Unterhaltung

Mein Ex-Mann lud mich „kinderlos“ zum Weihnachtsessen ein – dann landete ich mit seinen vier Kindern auf dem Familienanwesen

Hauptmann Weber berührte die Datei nicht sofort.

„Bevor wir sie öffnen, wird eine forensische Kopie erstellt.“

Normalerweise hätte mich diese Vorsicht beruhigt.

Diesmal nicht.

Drei Wochen zuvor hatte Viktor Albrecht meinen achtjährigen Sohn beobachtet.

Am selben Tag war eine Datei mit meinem Namen angelegt worden.

Ich dachte nicht mehr an Weihnachten.

Ich dachte an jede Strecke, die ich mit den Kindern regelmäßig gefahren war. An ihre Schule. An meinen Arbeitsplatz. An unser Zuhause.

An all die Orte, die ich für sicher gehalten hatte.

Weber erstellte die Kopie und öffnete anschließend die Datei.


Kein Video.

Eine Präsentation.

Die erste Seite enthielt mein dienstliches Foto.

Darunter standen meine Position, meine Einheit und eine Auflistung meiner aktuellen Ermittlungszuständigkeiten.

Die zweite Seite zeigte eine Karte von Potsdam.

Mehrere Orte waren markiert.

Mein Büro.

Unser Haus.

Die Schule der Kinder.

Mein Blut wurde kalt.


„Weiter.“

Die nächste Seite enthielt Fotos.

Noah beim Verlassen der Schule.

Sophie vor dem Musikunterricht.

Elias auf einem Sportplatz.

Olivia neben Lena vor einem Café.

Alle innerhalb der vergangenen sechs Wochen aufgenommen.

Daniel trat hinter uns.

Als er die Bilder sah, verlor sein Gesicht jede Farbe.

„Das wusste ich nicht.“


Ich drehte mich zu ihm um.

„Sag das noch einmal, und ich vergesse, dass hier Beamte zwischen uns stehen.“

Hartmann hob die Hand.

„Kira.“

Ich wandte mich wieder dem Bildschirm zu.

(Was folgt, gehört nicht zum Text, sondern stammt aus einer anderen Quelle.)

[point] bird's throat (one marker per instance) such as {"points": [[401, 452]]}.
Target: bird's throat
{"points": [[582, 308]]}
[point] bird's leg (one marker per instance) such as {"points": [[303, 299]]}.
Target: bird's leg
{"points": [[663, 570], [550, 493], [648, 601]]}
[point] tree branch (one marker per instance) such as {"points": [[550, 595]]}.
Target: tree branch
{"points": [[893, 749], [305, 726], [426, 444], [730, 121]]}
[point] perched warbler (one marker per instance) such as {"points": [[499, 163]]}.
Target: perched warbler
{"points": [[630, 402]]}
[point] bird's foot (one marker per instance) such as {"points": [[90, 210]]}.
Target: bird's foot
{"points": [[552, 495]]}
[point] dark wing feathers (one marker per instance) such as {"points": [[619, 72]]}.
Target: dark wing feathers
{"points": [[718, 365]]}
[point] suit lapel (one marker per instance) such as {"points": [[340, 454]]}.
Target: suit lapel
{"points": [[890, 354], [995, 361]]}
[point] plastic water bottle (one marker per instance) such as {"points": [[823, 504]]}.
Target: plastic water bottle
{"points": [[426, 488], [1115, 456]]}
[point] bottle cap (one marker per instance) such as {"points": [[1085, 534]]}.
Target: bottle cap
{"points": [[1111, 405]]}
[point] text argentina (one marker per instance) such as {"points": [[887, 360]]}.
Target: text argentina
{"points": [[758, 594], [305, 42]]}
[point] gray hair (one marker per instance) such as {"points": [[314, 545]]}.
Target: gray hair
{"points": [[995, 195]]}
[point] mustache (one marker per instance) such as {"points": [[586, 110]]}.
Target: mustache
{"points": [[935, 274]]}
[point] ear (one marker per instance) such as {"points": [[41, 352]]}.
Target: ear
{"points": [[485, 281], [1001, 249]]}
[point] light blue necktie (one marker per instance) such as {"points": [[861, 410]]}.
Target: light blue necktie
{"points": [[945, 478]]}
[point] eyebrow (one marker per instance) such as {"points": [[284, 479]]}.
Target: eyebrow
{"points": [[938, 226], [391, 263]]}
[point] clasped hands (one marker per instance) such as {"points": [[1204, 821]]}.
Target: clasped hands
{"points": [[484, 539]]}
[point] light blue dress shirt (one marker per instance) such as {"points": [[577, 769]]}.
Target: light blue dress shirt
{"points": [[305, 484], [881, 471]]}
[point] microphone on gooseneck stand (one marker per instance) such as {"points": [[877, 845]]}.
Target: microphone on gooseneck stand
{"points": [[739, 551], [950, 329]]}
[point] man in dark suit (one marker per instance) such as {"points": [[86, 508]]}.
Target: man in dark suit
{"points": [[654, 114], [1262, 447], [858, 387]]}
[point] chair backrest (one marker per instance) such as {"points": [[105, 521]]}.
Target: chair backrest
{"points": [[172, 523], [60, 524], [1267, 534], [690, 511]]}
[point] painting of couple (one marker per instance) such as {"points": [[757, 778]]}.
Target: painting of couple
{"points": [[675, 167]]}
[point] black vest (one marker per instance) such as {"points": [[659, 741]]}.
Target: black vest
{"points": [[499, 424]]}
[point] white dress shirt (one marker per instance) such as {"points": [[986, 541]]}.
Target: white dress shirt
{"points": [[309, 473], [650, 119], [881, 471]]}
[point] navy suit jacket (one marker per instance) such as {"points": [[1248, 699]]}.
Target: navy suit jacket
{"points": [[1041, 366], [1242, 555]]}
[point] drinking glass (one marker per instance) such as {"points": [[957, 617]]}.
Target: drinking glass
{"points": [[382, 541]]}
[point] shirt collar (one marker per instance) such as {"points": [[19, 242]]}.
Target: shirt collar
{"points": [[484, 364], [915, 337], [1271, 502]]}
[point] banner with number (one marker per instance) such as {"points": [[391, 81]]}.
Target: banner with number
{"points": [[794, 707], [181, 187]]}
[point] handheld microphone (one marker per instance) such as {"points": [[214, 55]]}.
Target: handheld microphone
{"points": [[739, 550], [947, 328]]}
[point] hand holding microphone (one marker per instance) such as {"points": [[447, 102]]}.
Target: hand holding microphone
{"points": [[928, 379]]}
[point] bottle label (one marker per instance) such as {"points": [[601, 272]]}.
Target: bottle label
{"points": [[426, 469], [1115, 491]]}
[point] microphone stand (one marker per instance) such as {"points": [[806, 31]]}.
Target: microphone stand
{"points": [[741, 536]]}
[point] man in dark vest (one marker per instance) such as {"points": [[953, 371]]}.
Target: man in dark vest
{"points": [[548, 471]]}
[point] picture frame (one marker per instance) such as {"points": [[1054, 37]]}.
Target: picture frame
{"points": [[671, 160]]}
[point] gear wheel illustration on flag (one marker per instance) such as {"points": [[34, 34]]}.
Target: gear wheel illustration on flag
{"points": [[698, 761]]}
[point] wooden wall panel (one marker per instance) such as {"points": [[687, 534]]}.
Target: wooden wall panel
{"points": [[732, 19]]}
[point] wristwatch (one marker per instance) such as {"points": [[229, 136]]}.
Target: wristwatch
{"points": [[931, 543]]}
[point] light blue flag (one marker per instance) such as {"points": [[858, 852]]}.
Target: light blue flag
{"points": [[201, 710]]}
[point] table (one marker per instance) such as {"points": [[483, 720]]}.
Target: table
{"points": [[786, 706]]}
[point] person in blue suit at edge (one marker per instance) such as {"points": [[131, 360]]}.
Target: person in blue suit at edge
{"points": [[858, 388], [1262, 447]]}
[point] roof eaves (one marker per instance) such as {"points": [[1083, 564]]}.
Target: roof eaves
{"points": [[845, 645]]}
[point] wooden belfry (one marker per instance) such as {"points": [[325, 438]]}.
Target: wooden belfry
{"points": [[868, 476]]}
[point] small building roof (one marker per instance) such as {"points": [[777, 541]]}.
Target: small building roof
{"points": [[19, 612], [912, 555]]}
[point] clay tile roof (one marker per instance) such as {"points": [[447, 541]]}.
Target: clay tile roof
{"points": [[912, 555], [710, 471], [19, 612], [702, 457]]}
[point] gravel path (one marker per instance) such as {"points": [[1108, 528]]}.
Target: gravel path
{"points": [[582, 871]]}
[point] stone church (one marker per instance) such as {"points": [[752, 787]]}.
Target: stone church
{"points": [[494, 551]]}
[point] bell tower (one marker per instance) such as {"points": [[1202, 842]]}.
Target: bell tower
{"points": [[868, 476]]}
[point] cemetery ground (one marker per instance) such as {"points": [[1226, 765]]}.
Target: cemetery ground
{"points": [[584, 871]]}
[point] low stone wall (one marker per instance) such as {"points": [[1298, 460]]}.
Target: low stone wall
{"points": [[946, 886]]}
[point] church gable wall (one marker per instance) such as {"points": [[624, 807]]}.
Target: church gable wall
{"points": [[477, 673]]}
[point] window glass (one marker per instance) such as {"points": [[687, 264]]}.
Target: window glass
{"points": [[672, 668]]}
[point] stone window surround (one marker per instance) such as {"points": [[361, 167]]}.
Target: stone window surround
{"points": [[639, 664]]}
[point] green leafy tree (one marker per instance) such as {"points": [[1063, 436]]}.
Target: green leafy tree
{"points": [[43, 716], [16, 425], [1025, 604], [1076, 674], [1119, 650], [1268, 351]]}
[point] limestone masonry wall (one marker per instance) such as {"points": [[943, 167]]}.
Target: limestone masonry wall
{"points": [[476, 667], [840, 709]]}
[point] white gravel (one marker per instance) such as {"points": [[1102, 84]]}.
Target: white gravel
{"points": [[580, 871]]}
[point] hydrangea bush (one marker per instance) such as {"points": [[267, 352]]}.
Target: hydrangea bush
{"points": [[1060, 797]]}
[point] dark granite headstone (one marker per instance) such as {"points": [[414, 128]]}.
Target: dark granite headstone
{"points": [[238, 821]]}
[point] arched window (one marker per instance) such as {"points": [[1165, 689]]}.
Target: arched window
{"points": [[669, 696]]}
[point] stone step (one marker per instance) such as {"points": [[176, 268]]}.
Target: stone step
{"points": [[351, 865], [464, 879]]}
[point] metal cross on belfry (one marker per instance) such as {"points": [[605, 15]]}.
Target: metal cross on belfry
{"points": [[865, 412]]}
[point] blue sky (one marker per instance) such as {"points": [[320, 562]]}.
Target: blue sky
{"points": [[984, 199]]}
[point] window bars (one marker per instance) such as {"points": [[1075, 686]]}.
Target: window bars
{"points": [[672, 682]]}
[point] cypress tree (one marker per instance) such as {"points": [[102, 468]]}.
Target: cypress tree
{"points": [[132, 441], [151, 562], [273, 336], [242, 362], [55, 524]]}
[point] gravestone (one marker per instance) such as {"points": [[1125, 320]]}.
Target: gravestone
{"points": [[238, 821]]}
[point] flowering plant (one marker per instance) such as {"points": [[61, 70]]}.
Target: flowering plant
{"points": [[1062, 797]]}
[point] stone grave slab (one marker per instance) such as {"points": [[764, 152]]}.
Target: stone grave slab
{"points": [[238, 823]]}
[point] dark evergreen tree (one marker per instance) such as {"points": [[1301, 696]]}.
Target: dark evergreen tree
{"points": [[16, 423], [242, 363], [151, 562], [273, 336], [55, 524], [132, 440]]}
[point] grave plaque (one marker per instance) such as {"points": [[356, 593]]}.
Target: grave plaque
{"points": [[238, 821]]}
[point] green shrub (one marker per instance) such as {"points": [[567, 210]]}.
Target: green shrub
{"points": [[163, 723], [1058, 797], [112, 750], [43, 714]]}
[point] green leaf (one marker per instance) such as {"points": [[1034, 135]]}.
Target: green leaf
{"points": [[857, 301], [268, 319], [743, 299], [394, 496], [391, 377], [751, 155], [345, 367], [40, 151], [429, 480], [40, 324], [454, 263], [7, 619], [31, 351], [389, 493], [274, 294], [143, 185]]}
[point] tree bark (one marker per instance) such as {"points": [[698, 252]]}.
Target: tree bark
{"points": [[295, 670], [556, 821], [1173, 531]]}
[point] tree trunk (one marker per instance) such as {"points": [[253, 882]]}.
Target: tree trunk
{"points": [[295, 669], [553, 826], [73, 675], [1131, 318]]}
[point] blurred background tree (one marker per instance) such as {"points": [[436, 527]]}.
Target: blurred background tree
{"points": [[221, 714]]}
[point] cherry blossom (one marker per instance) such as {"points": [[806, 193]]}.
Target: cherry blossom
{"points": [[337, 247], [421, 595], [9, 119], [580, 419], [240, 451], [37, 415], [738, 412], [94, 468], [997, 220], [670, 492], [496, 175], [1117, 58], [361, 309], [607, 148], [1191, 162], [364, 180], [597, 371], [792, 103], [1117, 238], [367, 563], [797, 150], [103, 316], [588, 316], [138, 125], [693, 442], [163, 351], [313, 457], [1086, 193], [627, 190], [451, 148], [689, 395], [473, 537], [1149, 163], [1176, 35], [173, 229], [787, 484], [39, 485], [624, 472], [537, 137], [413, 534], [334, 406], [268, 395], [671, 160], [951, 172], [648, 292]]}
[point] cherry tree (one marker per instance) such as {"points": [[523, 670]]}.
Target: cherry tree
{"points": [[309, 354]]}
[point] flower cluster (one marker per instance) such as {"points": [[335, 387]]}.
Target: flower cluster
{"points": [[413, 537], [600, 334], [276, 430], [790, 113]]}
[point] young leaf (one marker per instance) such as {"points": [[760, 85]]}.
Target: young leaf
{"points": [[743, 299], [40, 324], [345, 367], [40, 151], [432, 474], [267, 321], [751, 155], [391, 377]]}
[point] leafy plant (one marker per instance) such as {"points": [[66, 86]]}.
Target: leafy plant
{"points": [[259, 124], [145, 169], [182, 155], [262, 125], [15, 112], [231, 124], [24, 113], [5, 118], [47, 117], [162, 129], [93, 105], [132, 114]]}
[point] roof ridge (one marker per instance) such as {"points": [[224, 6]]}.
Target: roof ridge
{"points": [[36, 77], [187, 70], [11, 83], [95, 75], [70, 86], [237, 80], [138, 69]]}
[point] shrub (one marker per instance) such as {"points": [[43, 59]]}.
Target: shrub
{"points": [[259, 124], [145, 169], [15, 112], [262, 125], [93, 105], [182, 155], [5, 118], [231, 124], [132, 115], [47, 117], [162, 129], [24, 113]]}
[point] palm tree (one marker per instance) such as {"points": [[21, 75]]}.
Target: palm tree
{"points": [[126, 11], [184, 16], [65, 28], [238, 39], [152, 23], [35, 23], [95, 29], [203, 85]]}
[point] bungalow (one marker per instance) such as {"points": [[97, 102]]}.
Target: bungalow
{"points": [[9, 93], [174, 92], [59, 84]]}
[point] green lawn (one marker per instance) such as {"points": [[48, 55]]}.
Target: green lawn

Die letzte Seite war keine Beobachtungsliste.

Es war ein Ablaufplan.

Weihnachten – Anwesen Reuter.

K.R. erscheint voraussichtlich allein.

Primärziel: Datenträger lokalisieren.


Sekundärziel: Ermittlungsstand feststellen.

Keine dauerhafte Eskalation ohne Freigabe.

Darunter stand:

Kontaktperson: D.R.

Alle sahen Daniel an.

Er schüttelte sofort den Kopf.

„Nein.“

„D.R.“, sagte Weber. „Daniel Reuter wäre naheliegend.“

„Ich habe diese Datei nie gesehen.“

„Aber Sie haben Kira eingeladen.“


„Ja.“

„Nachdem Sie eine anonyme Nachricht erhalten haben.“

„Ja.“

Hartmann trat näher.

„Haben Sie irgendeine Anweisung erhalten, etwas von ihr zu beschaffen?“

Daniel zögerte.

Das reichte.

„Was?“, fragte ich.

Er atmete schwer aus.

„Man wollte wissen, ob du noch eine silberne Dokumentenkassette besitzt.“


Ich erinnerte mich sofort.

Während unserer Ehe hatte ich darin private Unterlagen aufbewahrt.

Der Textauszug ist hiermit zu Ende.